Sejarah mesti murni untuk diwariskan
kepada generasinya. Dan apa yang penulis lihat meski itu singkat, tidak
terdapat dalam buku- buku sejarah RI yang diajarkan di sekolah-sekolah.
Juga penulis tidak melihjat di media yang ditulis sejarawan kita, hatta
oleh ahli sejarah Aceh sendiri.
Penulis bukanlah ahli sejarah,
tapi salah seorang pelaku sejarah Aceh. Dan kesempatan ini mencoba
memaparkan apa yang banyak dilupakan orang. Misalnya, tentang perjuangan
Tgk Muhammad Daud Beureueh (akrab disapa Abu). Beliau ulama
besar, bukan saja bersaja untuk Aceh, tapi untuk republik tercinta ini.

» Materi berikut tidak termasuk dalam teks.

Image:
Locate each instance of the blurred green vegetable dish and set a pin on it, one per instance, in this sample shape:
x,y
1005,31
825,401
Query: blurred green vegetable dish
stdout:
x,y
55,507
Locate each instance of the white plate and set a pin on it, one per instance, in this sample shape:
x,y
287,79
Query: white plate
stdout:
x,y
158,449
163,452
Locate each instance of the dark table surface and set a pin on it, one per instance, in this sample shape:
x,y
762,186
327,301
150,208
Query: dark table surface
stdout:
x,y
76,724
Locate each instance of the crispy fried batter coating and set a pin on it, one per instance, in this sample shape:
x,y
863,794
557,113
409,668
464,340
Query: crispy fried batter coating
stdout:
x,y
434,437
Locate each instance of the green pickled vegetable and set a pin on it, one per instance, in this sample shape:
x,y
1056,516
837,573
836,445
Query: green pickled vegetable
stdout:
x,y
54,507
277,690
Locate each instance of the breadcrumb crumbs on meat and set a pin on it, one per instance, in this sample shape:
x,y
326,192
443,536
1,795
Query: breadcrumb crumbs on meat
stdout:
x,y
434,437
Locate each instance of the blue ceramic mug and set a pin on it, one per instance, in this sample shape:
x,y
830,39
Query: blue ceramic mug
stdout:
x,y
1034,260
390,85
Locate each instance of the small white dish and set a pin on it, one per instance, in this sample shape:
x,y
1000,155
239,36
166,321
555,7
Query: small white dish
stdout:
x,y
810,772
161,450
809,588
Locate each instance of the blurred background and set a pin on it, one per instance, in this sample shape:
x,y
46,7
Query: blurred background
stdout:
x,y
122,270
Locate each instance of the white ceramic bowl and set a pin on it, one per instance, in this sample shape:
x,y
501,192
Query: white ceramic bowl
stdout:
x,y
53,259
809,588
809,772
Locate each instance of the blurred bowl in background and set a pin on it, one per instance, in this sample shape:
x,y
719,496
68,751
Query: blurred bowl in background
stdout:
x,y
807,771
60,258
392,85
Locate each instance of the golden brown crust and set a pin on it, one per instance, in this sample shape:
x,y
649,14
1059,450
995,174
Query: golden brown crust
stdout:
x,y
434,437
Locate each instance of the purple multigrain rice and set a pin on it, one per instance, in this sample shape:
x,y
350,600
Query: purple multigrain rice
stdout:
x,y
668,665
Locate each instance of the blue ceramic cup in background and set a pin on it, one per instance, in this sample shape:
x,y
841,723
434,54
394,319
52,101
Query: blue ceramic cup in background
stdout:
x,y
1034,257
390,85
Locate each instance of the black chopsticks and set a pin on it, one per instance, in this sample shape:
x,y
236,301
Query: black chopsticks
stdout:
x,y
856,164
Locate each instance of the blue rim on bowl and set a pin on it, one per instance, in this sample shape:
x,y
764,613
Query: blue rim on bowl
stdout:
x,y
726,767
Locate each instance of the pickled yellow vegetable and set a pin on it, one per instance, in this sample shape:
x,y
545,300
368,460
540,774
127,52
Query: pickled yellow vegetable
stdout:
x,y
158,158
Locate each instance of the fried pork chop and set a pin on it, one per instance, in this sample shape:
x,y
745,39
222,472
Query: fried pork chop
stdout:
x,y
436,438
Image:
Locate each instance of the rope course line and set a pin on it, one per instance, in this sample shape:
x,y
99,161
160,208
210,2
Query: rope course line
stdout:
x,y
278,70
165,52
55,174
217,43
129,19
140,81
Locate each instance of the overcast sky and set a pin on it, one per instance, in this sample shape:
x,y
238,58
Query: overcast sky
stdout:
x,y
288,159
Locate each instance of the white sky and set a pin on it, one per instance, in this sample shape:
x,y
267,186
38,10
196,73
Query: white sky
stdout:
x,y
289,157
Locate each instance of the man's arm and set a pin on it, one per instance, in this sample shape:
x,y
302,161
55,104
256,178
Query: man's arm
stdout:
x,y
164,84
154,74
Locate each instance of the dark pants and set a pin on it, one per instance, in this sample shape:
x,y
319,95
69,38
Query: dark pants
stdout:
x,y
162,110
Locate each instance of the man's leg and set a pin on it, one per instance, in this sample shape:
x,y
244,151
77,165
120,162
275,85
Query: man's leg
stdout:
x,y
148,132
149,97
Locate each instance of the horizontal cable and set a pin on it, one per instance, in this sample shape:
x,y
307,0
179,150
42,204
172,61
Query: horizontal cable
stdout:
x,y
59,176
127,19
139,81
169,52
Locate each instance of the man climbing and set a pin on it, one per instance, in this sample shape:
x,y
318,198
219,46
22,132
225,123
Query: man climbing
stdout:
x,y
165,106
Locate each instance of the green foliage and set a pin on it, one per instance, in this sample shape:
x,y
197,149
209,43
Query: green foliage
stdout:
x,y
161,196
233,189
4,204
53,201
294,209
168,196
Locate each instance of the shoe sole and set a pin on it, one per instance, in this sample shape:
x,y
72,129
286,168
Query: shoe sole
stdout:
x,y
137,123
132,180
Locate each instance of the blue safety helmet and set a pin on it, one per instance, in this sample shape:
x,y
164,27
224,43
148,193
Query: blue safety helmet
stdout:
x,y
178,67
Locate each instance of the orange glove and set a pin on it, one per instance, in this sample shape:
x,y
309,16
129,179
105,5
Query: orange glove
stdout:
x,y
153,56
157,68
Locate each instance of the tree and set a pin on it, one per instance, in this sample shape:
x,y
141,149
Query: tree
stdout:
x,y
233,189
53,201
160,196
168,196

Ia tidak saja berhasil menegmbangkan syiar Islam secara luas tapi
juga menjadi pemimpin rakyat (people leader). Abu membangun "Aceh Baru"
yang demokratis, bebas dari penghisapan atau penindasan manusia oleh
manusia (exploitation delhomme par home).
Sedangkan bagi Republik
Indonesia beliau berjasa sebagai penyelamat. Sejarah itu yang tak
tertulis di buku-buku sejarah sekolah mana pun. Kecuali beliau diklaim
sebagai pemerontak Republik hingga akhir hayatnya. Begitu juga dua
pejuang penyalamat lainnya, yaitu Mr Sjafruddin Prawiranegara, Kepala
Pemerintah Darurat Republik Indonesia dan LN Palar, Duta Besar Indonesia
di PBB.
Sekilas tentang sejarah, bahwa
pada akhir tahun 1949, RI ditimpa kritis yang fatal. Hampir seluruh
wilayah sudah diduduki Belanda. lbukota Republik pun sudah dikuasainya.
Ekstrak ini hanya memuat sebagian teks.